O contrato com vencimento em maio encerrou o último pregão cotado a US$ 3.331, registrando alta de US$ 71. Ao longo da sessão, os preços oscilaram entre a mínima de US$ 3.193 e a máxima de US$ 3.351, mantendo-se dentro da faixa recente de negociação. O volume foi de 14.591 negócios, totalizando 39.291 contratos.
O interesse em aberto apresentou avanço de 1.711 contratos, atingindo 191.941, indicando manutenção do posicionamento dos agentes mesmo diante de um mercado ainda indefinido.
Nos estoques, os dados da Intercontinental Exchange apontaram aumento de 7.854 sacas nos portos dos Estados Unidos, totalizando 2.314.981 sacas certificadas. O crescimento dos estoques segue no radar do mercado como possível fator de pressão sobre os preços.
Do ponto de vista técnico, o Índice de Força Relativa (RSI) permanece na região de 44%, sinalizando um mercado em condição neutra, sem indicação de sobrecompra ou sobrevenda.
As resistências para o contrato de maio seguem nas faixas de US$ 3.500 e US$ 3.800. Já os suportes permanecem entre US$ 3.150 e US$ 3.000, níveis que vêm sendo testados nas últimas sessões.

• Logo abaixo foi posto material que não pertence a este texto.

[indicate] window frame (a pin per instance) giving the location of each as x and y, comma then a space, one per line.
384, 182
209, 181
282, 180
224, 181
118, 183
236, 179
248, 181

No cenário cambial, o contrato futuro do real frente ao dólar, com vencimento em 31 de março de 2026, está cotado a R$ 5,255, variável que continua sendo acompanhada de perto pelos agentes do mercado.
Diante desse cenário, o mercado de cacau permanece em compasso de espera, acompanhando possíveis mudanças nos fundamentos globais que possam definir uma tendência mais clara no curto prazo.